La construction des digues longitudinales, dont l’idée première paraît appartenir à Frimot qui l’exposa en 1827, et les travaux de dragage sur les hauts fonds ont complètement modifié cette situation.

Entreprise en 1846 et continuée jusqu’en 1876, avec les intermittences et les variations d’activité de toutes les œuvres dont les ressources sont inscrites au budget, l’amélioration de la Seine maritime a coûté 25 millions de francs[1]. Elle a donné des résultats supérieurs à toutes les espérances. Les digues longitudinales ont concentré les eaux dans le chenal et accru ainsi leur action sur le fond, qui s’est progressivement creusé. Mieux dirigés, les courans ont exercé leur influence au-delà même des digues, dans la partie de l’embouchure, longue de 17 kilomètres, qui va d’Honfleur à la mer. Sans doute, le chenal peut encore s’y déplacer.

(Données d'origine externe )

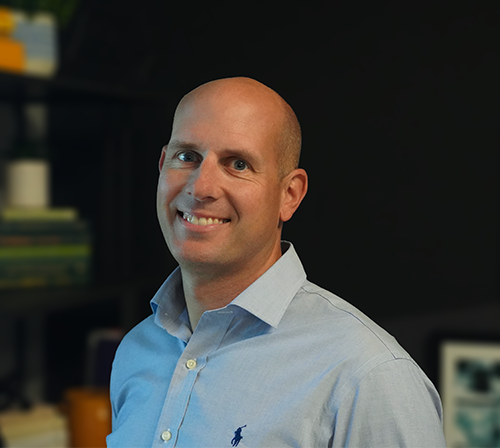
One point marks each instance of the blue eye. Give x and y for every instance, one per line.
x=187, y=156
x=240, y=165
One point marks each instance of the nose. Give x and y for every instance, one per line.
x=204, y=181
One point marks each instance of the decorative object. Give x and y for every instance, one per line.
x=470, y=390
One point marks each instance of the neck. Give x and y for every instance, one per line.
x=204, y=291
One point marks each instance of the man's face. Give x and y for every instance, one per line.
x=219, y=195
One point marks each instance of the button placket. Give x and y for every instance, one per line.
x=166, y=435
x=185, y=376
x=191, y=364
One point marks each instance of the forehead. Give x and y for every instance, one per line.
x=224, y=116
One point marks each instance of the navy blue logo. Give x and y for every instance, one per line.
x=237, y=436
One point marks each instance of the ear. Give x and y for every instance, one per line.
x=162, y=157
x=294, y=190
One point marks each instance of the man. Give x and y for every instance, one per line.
x=241, y=349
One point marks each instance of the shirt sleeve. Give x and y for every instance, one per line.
x=393, y=406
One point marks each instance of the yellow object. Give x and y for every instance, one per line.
x=89, y=413
x=11, y=52
x=6, y=22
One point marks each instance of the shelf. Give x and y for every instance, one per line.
x=23, y=301
x=33, y=88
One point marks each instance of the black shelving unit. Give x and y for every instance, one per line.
x=104, y=145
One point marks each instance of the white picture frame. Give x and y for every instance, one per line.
x=469, y=379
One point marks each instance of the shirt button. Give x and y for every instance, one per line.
x=191, y=364
x=166, y=436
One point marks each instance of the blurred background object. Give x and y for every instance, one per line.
x=399, y=111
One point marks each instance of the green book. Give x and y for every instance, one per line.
x=40, y=214
x=26, y=252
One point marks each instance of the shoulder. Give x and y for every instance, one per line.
x=344, y=323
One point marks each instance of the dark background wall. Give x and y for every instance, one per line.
x=399, y=108
x=400, y=117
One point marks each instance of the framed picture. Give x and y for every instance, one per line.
x=469, y=383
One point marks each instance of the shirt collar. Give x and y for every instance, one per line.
x=267, y=298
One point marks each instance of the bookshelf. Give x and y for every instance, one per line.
x=104, y=142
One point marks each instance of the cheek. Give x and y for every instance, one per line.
x=168, y=187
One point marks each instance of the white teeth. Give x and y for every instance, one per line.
x=202, y=221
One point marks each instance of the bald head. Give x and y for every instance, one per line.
x=240, y=92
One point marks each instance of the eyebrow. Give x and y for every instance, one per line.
x=179, y=144
x=233, y=152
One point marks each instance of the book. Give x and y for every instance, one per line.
x=39, y=214
x=33, y=227
x=44, y=253
x=40, y=427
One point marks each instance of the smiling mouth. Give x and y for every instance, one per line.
x=202, y=221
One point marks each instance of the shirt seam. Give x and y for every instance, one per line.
x=304, y=288
x=352, y=386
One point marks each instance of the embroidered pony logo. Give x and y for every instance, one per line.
x=237, y=436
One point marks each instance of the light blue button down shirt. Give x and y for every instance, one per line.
x=286, y=364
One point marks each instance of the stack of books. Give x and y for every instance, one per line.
x=43, y=248
x=41, y=427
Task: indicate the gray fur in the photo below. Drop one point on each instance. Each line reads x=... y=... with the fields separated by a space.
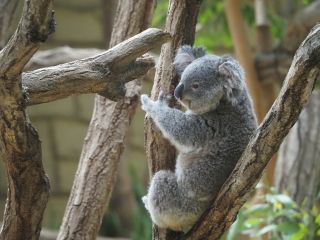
x=210 y=137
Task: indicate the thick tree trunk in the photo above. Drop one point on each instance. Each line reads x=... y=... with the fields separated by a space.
x=20 y=147
x=244 y=54
x=298 y=168
x=181 y=22
x=104 y=144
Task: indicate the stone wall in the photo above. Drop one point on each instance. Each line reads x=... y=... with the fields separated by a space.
x=62 y=124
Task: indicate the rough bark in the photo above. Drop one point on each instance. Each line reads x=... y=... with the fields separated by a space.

Mais ses oscillations d’un bord à l’autre, au lieu de s’effectuer brusquement, comme autrefois, dans l’espace de quelques marées, sont devenues très lentes, et peuvent être suivies et observées par le

  1. En regard de ce chiffre, il n’est pas hors de propos de mettre les 8,365 hectares de riches prairies, — dites prés-salés, — créés sur les laisses isolées par les digues, et dont la valeur foncière est estimée 34 millions de francs.